P-261 - Pharmacokinetics of regorafenib in the phase 3 CONCUR and CORRECT trials in patients with metastatic colorectal cancer (mCRC)

Date 04 July 2015
Event WorldGI 2015
Session Posters
Topics Anti-Cancer Agents & Biologic Therapy
Pharmacology
Colon Cancer
Rectal Cancer
Presenter A. Cleton
Citation Annals of Oncology (2015) 26 (suppl_4): 1-100. 10.1093/annonc/mdv233
Authors A. Cleton1, I. Sturm1, Z. Jirakova Trnkova1, J. Grevel2, S. Fiala-Buskies3, J. Lettieri4
  • 1Bayer Pharma AG, Berlin/DE
  • 2BAST Inc. Limited, Loughborough/UK
  • 3Bayer Pharma AG, Wuppertal/DE
  • 4Bayer Healthcare, Whippany/US

Abstract

Introduction

Two randomized, double-blind, placebo-controlled multi-center phase 3 trials have shown that regorafenib (160 mg, 3 weeks on/1 week off) improves overall survival in patients with treatment-refractory mCRC. The CORRECT trial (NCT01103323) included 760 randomized patients in North America, Europe, Israel, Australia, and Asia (China n = 4; Japan n = 100), whereas CONCUR (NCT01584830) included a broader population of Asian patients (n = 204), mostly from China. The aim of this analysis was to compare pharmacokinetic (PK) data of regorafenib in the CONCUR and CORRECT patient populations.

Methods

This analysis included 98 Asian patients from CONCUR (mainland China, n = 54; South Korea, n = 14; Taiwan, n = 13; Hong Kong, n = 8; and Vietnam, n = 9) and 381 patients from CORRECT (White, n = 310; Asian, n = 45; other, n = 26). Of the 45 Asian patients in CORRECT, 41 were from Japan.
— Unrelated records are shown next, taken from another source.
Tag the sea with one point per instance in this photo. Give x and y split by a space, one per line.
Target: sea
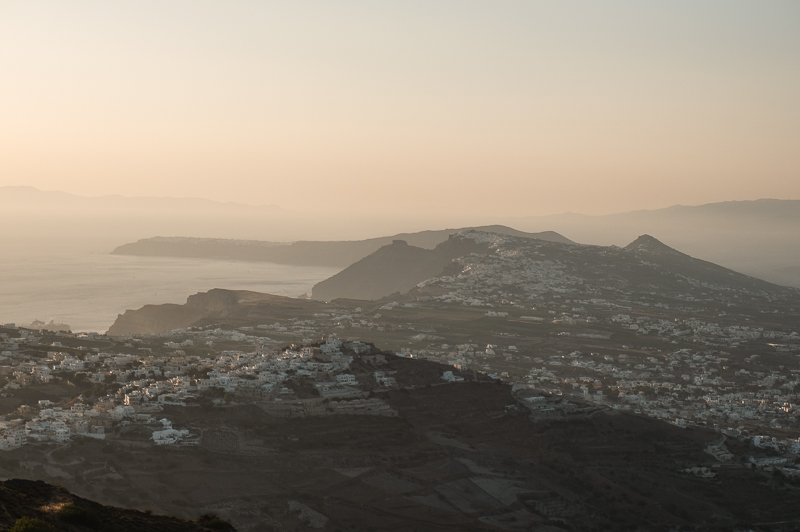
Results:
86 287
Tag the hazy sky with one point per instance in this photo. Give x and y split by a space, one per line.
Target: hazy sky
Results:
497 107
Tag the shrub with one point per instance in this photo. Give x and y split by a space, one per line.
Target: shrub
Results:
31 524
78 515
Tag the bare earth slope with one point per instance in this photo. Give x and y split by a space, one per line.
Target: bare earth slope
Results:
397 267
44 507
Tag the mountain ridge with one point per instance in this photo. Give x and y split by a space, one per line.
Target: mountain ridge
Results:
304 252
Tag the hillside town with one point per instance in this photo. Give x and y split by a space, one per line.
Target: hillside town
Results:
697 385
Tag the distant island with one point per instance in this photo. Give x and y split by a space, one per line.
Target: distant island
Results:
337 254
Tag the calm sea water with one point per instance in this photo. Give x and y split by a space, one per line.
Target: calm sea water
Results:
87 288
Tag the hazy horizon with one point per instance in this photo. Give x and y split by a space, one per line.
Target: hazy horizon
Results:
515 108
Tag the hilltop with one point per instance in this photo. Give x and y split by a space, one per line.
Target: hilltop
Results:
527 265
759 238
301 253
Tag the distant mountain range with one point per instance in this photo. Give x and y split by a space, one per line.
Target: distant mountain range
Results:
476 261
491 269
303 253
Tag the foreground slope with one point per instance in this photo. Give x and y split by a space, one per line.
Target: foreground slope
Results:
34 506
470 455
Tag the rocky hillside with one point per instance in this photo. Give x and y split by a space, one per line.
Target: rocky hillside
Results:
397 267
486 261
304 253
34 506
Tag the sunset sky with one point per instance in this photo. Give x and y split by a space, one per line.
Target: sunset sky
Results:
500 107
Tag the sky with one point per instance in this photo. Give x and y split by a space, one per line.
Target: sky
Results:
503 108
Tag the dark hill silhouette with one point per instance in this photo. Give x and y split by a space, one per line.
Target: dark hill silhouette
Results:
397 267
700 270
35 506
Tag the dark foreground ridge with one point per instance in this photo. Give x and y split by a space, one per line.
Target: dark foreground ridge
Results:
35 506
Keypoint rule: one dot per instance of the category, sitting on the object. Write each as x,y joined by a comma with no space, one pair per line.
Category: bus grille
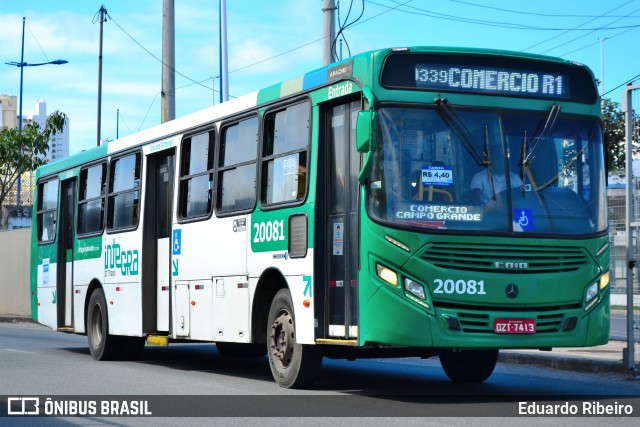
481,258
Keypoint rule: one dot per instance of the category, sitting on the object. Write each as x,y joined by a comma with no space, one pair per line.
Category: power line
546,15
154,56
631,80
584,35
37,42
559,35
496,24
596,42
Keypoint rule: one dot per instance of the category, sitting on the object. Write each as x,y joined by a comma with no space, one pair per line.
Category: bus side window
196,176
284,164
237,167
91,199
47,210
124,192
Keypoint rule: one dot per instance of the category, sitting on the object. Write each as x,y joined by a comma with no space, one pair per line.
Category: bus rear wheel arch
468,366
102,345
293,365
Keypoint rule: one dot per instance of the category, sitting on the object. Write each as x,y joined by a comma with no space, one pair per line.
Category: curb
565,363
514,357
16,319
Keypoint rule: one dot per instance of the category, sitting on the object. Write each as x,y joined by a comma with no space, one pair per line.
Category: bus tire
101,345
232,350
468,366
293,365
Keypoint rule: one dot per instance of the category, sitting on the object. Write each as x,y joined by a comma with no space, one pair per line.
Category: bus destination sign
495,80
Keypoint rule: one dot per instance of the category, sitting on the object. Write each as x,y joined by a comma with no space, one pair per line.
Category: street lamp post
23,64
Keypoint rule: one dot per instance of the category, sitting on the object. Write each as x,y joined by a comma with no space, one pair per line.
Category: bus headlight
415,288
388,275
592,292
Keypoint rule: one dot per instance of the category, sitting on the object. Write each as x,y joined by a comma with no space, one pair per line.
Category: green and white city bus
419,201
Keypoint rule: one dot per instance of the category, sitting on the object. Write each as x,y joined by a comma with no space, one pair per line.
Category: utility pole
328,30
628,358
168,63
602,39
224,71
102,19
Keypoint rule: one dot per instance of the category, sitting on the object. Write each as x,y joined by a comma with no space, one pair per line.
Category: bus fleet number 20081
269,231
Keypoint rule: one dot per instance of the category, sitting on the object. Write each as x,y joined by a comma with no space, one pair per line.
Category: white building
8,116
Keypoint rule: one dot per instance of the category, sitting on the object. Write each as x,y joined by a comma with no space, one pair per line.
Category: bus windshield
441,168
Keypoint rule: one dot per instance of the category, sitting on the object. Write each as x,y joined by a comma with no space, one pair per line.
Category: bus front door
339,191
64,277
156,253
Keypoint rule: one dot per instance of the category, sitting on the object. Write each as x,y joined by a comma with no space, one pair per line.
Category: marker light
387,275
415,288
592,292
604,280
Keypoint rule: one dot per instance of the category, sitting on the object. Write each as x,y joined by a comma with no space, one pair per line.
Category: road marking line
19,351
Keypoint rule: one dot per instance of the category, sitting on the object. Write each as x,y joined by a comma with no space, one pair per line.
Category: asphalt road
35,361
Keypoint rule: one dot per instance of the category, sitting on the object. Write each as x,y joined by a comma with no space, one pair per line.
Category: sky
269,42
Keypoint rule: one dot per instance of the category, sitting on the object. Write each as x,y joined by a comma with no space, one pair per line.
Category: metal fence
620,316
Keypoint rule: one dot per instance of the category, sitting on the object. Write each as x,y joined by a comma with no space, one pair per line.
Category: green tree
613,129
26,150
The AUC(0–24),ss values for regorafenib and its active metabolites M-2 and M-5 were calculated from sparse plasma samples (up to 2–5 samples per patient in CORRECT, up to 4 samples per patient in CONCUR) determined by a previously developed population PK model for regorafenib.

Results

The range of individual AUC(0–24),ss values for regorafenib was similar between patients in CONCUR (20.7–184 mg·h/L) and those in CORRECT (19.2–311 mg·h/L). The geometric mean AUC(0–24),ss was 64.4 mg·h/L in the 98 Asian patients from CONCUR, 69.5 mg·h/L in the 54 CONCUR patients from mainland China, and 68.1 mg·h/L in the 45 Asian patients from CORRECT, compared with 72.9 mg·h/L in the overall CORRECT patient population (n = 381). Ranges of AUC values for the M-2 metabolite were similar in CONCUR (2.22–233 mg·h/L) and CORRECT (3.54–295 mg·h/L) patient populations. Geometric mean AUC(0–24),ss values for M-2 were 42.4 mg·h/L in the 98 Asian patients from CONCUR, 47.8 mg·h/L in the 54 CONCUR patients from mainland China, 49.7 mg·h/L in the 45 Asian patients from CORRECT, and 56.7 mg·h/L in the overall CORRECT population. M-5 exposure was highly variable in both studies. Geometric mean AUC(0–24),ss values for M-5 were 33.1 mg·h/L in the 98 Asian patients from CONCUR (range 0.66–312), 36.4 mg·h/L in the 54 CONCUR patients from mainland China (range 2.21–266), 44.9 mg·h/L in the 45 Asian patients from CORRECT (range 3.13–315), and 54.7 mg·h/L (range 1.85–555) in the overall CORRECT population. A slightly lower mean exposure of M-5 was seen in CONCUR compared with CORRECT; however, a high intersubject variability was observed in both trials.

Conclusion

The regorafenib PK (AUC(0–24),ss) for Asian mCRC patients in the CONCUR trial (including patients from Vietnam, Hong Kong, Taiwan, South Korea, and mainland China) was similar to that seen in mCRC patients in the CORRECT trial.